The medical commons figure of speech seems bizarre and lame.While a grassy knoll for the villager's sheep can be defined by a specific surveyor description, the "medical commons" is a extremely large amorphous array,the elements of which defy enumeration, and is every changing, with some elements growing ,others contracting and innovations cropping up constantly. Various entities own various elements of this array-society owns none.The skills,and knowledge of thousands of physicians are aggregated and then allocated as if somehow society own them.There is no easily defined entity called "medical resources". Rather,it is an amorphous abstraction.Further, to speak of allocation means some one or some elite group will be the "allocator in chief ". Decisions will not be made by thousands of individual physician-patient pairs, since those individual physician-patient pairs plans to spend money are the worse nightmare an officer of a health care insurance company could have. Is anyone surprised that an officer on a large medical insurance company would propose a plan to eliminate the pesky problem of physician-patient "dyads" scheming to spend the insurance company's money simply because the two agreed such expenditure would be in the patient's interest?

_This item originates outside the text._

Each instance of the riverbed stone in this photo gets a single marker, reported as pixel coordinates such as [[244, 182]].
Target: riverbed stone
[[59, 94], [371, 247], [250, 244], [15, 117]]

The old follow-the-money strategy continues to have explanatory power. but why would the leadership of the ACP take part in that philosophical sham?

1 comment:

HaynesBE said...

Thanks for the link...and great expansion on this very important topic.
I had no idea they actually referred to what they are attempting as a "medical commons." I have thought about how this is exactly what is happening, even in the way it is discussed. Health care resources are thought of as "national"--and this turning them into a commons brings with it all of the well known tragedies which accompany a commons of any significant size.

I have added links to 3 of your related posts an an update on my blog.

Thank you for alerting me to your excellent writing.